Vincitore della Palma d’Oro al Festival di Cannes del 2013 e poi snobbato agli Oscar 2014, Kechiche ha realizzato un'opera più che degna di nota. Il modo in cui il regista affronta il tema dell’omosessualità è molto bello, forse un po’ troppo carnale, ma sicuramente interessante. Viene mostrata la complessità dell’omosessualità, il modo in cui la società la affronta (per lo più in modo negativo) e, soprattutto, i sentimenti di Adèle in modo molto efficace.

Il film, grazie a una regia eccezionale, riesce a stare vicinissimo al personaggio di Adèle, rendendola sincera e facilmente relazionabile per lo spettatore.
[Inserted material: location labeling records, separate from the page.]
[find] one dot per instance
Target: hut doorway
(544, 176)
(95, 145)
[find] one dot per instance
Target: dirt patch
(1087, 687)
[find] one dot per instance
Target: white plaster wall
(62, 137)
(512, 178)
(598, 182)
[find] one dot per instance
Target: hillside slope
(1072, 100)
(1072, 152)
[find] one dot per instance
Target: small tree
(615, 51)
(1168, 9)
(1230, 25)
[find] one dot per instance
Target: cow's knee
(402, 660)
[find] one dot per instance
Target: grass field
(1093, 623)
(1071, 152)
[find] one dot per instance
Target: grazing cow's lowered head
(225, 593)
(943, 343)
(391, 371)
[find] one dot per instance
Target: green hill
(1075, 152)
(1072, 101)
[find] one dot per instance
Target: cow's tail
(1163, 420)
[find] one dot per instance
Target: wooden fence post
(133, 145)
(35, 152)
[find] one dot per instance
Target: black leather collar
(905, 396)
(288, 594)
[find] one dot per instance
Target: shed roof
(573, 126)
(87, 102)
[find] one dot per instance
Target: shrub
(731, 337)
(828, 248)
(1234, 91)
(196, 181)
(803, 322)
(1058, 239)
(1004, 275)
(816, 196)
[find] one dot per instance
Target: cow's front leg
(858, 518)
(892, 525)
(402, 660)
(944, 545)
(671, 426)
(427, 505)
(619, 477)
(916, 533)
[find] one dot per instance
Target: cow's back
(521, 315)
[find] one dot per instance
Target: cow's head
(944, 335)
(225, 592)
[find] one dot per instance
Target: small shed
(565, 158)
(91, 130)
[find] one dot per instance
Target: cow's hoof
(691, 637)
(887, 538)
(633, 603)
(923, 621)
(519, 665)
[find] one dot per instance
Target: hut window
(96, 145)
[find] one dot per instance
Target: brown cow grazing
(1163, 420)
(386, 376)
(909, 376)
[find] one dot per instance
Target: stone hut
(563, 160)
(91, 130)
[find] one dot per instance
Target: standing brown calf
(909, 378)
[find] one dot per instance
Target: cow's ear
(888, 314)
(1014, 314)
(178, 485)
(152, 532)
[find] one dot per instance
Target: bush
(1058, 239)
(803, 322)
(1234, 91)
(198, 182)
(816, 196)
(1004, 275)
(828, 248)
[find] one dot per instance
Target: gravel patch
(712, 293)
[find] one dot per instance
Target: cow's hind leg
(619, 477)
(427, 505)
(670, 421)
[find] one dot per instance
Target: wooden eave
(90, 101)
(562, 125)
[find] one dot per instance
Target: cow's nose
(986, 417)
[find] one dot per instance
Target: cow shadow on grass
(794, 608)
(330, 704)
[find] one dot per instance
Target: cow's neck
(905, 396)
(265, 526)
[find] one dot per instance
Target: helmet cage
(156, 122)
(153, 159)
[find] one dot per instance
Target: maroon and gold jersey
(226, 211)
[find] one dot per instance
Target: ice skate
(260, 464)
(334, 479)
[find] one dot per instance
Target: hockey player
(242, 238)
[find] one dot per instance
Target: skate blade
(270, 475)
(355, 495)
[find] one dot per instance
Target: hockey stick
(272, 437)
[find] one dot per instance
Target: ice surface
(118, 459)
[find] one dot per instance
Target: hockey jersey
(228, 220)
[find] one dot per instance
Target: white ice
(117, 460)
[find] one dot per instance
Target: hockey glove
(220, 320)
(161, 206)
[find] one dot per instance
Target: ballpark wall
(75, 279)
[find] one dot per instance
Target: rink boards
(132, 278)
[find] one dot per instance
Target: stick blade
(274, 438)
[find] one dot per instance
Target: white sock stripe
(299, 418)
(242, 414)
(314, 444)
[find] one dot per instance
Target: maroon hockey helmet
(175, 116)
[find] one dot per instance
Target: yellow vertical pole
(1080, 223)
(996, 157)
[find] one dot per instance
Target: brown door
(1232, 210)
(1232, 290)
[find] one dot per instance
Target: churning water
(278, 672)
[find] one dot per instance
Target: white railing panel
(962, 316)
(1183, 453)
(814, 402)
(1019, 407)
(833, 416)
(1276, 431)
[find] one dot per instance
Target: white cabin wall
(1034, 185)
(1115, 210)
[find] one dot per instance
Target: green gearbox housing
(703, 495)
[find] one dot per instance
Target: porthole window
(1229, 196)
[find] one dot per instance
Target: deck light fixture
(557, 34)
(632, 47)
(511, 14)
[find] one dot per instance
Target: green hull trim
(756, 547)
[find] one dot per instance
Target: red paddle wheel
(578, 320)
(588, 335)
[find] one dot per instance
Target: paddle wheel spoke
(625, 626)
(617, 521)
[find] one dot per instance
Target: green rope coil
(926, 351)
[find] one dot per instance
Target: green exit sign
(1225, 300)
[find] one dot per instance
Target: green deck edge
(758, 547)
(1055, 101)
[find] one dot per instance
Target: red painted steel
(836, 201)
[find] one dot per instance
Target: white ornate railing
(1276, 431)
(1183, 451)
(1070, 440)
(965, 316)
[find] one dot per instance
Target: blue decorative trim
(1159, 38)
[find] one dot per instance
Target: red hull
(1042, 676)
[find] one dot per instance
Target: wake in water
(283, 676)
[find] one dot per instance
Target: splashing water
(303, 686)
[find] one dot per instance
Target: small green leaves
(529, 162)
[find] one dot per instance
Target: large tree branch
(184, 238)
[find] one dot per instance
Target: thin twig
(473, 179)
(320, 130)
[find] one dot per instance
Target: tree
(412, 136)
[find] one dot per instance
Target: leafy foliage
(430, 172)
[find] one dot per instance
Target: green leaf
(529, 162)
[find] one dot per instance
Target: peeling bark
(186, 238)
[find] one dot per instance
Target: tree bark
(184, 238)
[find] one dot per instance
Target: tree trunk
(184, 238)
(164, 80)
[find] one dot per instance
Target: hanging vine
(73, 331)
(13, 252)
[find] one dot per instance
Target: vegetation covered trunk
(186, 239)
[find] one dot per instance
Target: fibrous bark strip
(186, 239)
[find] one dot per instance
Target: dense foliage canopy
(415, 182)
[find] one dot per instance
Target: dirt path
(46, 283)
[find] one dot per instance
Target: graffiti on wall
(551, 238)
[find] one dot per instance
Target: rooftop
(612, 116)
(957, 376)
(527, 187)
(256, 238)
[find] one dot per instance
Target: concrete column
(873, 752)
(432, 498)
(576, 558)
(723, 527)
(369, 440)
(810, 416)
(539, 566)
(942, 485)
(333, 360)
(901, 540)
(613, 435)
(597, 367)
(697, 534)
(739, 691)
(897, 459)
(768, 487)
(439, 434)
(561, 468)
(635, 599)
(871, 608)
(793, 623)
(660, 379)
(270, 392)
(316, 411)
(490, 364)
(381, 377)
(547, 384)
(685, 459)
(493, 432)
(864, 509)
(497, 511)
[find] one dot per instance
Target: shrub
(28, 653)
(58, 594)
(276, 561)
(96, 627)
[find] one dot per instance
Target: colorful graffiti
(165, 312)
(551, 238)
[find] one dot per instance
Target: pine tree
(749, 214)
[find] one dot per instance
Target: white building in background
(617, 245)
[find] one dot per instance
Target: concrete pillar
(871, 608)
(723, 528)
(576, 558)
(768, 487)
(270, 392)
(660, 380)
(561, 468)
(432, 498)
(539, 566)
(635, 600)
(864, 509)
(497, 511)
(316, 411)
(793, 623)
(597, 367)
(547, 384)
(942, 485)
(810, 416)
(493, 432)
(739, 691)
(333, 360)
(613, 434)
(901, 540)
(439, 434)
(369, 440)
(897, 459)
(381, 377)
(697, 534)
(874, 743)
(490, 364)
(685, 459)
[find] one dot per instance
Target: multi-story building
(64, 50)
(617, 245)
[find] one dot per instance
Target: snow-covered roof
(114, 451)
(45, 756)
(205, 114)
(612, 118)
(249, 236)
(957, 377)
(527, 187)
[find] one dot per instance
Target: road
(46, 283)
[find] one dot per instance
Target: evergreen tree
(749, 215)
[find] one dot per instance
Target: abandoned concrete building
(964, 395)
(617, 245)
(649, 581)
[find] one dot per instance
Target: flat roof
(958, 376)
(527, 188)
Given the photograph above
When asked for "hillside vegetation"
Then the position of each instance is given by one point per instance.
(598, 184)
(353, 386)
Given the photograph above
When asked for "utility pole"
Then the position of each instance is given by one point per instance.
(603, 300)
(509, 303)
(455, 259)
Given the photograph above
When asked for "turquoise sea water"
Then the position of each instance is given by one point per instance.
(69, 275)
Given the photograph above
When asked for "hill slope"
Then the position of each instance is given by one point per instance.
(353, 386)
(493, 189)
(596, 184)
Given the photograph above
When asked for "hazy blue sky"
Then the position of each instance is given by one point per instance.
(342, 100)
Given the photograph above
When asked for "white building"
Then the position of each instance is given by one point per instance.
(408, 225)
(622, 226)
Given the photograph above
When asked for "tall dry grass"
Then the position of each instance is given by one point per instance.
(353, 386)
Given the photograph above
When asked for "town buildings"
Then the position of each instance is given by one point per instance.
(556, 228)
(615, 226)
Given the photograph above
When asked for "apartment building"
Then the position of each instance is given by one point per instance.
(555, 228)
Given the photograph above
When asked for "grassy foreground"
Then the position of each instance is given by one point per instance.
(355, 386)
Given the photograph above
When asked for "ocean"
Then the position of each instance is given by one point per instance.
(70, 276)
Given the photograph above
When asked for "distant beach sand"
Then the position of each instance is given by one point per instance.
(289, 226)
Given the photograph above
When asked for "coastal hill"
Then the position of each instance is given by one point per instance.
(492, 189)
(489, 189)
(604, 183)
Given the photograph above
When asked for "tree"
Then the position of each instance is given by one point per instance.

Come ci riesce? Grazie all'ottimo lavoro registico di Kechiche. La macchina da presa, nel film, non è mai fissa: è sempre a mano, instabile, si muove leggermente, creando un senso di realtà che avvicina lo spettatore alla protagonista. La camera è sempre a mano, e questa instabilità rappresenta forse anche l’anima turbolenta della protagonista che non trova un luogo dove fermarsi e riflettere.

Inoltre, proprio grazie a questa tecnica, Kechiche riesce a entrare ancora più in sintonia con la protagonista, a inquadrarla meglio, a far sentire lo spettatore coinvolto nella storia. Ogni singola azione, ogni sorriso, ogni esitazione della protagonista viene catturato da una macchina da presa che quasi danza coreograficamente insieme a lei, interpretata da una straordinaria Adèle Exarchopoulos. La performance di Léa Seydoux è altrettanto fantastica: perché sì, Kechiche fa la sua parte da grande regista, ma sono queste due attrici a sostenere davvero il film con la loro recitazione.

La fotografia è stata affidata a Sofian El Fani, con cui Kechiche aveva già lavorato in Black Venus. È perfetta e cattura ogni momento con crudezza e realismo, una fotografia che abbraccia ogni singolo dettaglio.

Nonostante le critiche ricevute dalla stessa autrice della graphic novel, il film trova una propria identità, un proprio essere, che è forse la cosa più importante per un film tratto da un libro, un romanzo, ecc.

Detto questo, il film mantiene comunque un approccio molto simile a quello di un libro: il titolo, infatti, include capitolo 1 e capitolo 2. I due capitoli non sono esplicitamente divisi nel film, ma è facile notarli. Questa “divisione” (che banalmente rappresenta il passaggio da adolescente a giovane adulta) permette una struttura molto classica e letteraria, letteratura che per di più è una parte molto importante del film.

Le emozioni sono ben gestite dal regista, che riesce a far provare allo spettatore esattamente ciò che vuole: rabbia, frustrazione, amore, dolore. L'incontro prima della scena finale (ma anche, più semplicemente, la lite precedentemente avuta tra le protagoniste) è una serie di pugni nello stomaco, pugni caricati, sì, attesi, ma che fanno male, perché colpiscono dove devono. Forse è merito delle due attrici, o della capacità di Kechiche di filmare e raccontare, o di entrambi — ma quel pugno nello stomaco io l’ho sentito.

L’unica critica che forse si può muovere al film è la sua lunghezza che, forse, alla lunga rischia di smorzare un po’ l’intensità emotiva...ma soprattutto manca un confronto con i genitori. Per tutta la durata del film, Adèle non affronta mai il tema della sua omosessualità con i genitori e, per un film di quasi tre ore, forse questa è una piccola mancanza. Ma non si può avere tutto, e quello che c’è è realizzato più che bene.

Che altro si può dire di un film così? Tanto di cappello.